NKP İzmir Bileşenleri adına yürütücülük görevini üstlenen Çevre Mühendisleri Odası İzmir Şube Başkanı E. Helil Kınay; bölgemizde tespit edilen uranyum madenleri, Gaziemir Arslan Avcı kurşun fabrikasında ortaya çıkarılan nükleer atıklar, TCDD hurdaları arasında tespit edilen nükleer atıklar ve nükleer kirliliği bulunan gemilerin Aliağa gemi söküm tesislerine getirilmesini hatırlatarak, bir ülkede nükleer santrali olmadan ülkede bu kadar nükleer kirliliğin olmasının Nükleere Hayır demek için yeterli olması gerektiğine yer verdi.
Egeçep adına gazeteci Özer Akdemir tarafından gerçekleştirilen sunumda, Manisa Köprübaşı ve ardından Aydin Kisir köylerinde ortaya çıkarılan terk edilmiş uranyum madenlerine ait haberlerden oluşan seçki katılımcılarla paylaşıldı.
Maden alanlarında yapılan ölçümler konusunda sunum gerçekleştiren Yrd. Doç. Dr. Yaser Enver Küçükgül (TMMOB ÇMO İzmir Şubesi), Sinop, Akkuyu ve İğneada (sırada) santralleri macerasından geç kalınmadan dönülmesi gerektiğinin altını çizdi. Terk edilen madenlerdeki sondaj kuyularında normalin 150 katı, 500 katı değerler ölçüldüğüne, bu haliyle toplum sağlığı için tehdit oluşturduğuna, madenlerde uranyumdan elde edilen sarı pastaların yurt dışına usulsüz çıkarıldığına yer verdi. Manisa Köprübaşı için ulusal ve uluslararası 25 yayın yapıldığını, maden alanlarında üç ayrı cihazla alfa, gamma ve beta ölçümleri yaptıklarını ve devletin elinde kamu ile paylaştığı hiçbir veri olmadığını dile getirdi. Nükleer radyasyonda "güvenli doz" diye bir kavram olmadığını hatırlatarak, bölge halkının yıl içinde maruz kaldığı radyasyon seviyesi hakkında bilgilendirme yaptı.

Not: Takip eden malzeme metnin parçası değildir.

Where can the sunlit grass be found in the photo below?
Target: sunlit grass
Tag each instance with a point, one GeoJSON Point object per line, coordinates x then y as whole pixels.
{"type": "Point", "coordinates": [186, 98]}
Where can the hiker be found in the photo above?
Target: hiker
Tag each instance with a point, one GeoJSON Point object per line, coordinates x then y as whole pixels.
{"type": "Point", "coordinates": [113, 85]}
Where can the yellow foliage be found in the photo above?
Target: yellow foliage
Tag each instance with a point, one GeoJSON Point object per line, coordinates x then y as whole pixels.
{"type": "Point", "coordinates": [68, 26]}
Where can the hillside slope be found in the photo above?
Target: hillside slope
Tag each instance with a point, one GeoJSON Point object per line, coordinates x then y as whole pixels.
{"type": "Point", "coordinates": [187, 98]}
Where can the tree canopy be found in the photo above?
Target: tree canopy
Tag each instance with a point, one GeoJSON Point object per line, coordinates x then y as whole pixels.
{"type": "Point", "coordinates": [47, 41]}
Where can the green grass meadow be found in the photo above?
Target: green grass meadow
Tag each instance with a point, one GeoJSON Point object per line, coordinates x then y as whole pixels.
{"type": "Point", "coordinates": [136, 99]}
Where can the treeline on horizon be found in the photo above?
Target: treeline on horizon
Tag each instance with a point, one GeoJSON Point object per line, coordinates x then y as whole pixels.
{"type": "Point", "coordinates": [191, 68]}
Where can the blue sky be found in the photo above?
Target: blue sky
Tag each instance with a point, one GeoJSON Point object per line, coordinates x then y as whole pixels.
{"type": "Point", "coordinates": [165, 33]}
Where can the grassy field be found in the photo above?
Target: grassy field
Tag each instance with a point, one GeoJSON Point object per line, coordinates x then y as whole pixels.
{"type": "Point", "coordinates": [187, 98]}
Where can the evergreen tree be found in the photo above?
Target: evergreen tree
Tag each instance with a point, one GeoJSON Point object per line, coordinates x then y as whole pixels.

Aydın Tabip Odası başkanı Uzm. Dr. Metin Aydının sunumunda ülke genelinde %16 olan kansere bağlı ölüm artışının Aydın ilinde %46 ya çıktığını, bu sayının artış eğiliminde olduğunu, Aydın, Manisa, Muğla ve Çanakkalenin içinde yer aldığı 20 ilde yer alan ölüm artışlarının kaynağı olarak çevre kirliliğinin ilk sırada olduğunu belirtti.
Radyoaktivite ve Sağlık konusunda sunum gerçekleştiren Doç. Dr. Raika Durusoy (İzmir Tabip Odası) iyonizan radyasyon, birden yüksek düzeyde maruz kalındığında ortaya çıkan ve uzun süre düşük düzeyde maruz kalındığında ortaya çıkan etkileri, radyasyon zehirlenmesi konularında bilgilendirme yaparak, özellikle gelişme aşamasında olan çocuklar, bebekler ve anne karnındaki ceninler üzerindeki etkilerine ve kanserlerde artışa dikkat edilmesi uyarısında bulunarak uranyumun özellikle böbrekte ve kemikte biriktiğini hatırlattı.
Kirliliğin Tarıma Etkileri sunumunu gerçekleştiren M.Nedim Barış (TMMOB ZMO Aydın Şubesi), ülkemizde tarımsal üretimin yoğun olduğu bölgelerin talan edildiğine değinerek, bölgede üretimi yapılan tarımsal ürünlerde yaşanan olumsuzluklara yer verdi.
Kisir köyü muhtarı, köydeki çevre mücadelesinin asıl gücünün kadınlar olduğuna işaret ederek, Kisirde ortaya çıkarılan terk edilmiş uranyum madeni için mecliste verilen soru önergelerinin bakanlık tarafından yanıtsız bırakıldığını dile getirdi.
Etkinliğin son bölümünde söz alan izleyiciler; çevre, enerji, toprak, tarım, gıda, maden işletmeciliği, jeotermal uygulamaları ve sanayileşme uygulamaları konularındaki görüşlerini paylaştılar.
NKP İzmir bileşenleri 9 Mayısta Gaziemir Arslan Avcı kurşun fabrikasında ortaya çıkarılan nükleer atıklar için ve Haziran ayında Köprübaşı uranyum madeni için Salihlide benzeri etkinlikler düzenlenerek bölgemizdeki nükleer kirliliğin temizlenmesi mücadelesini sürdürecektir.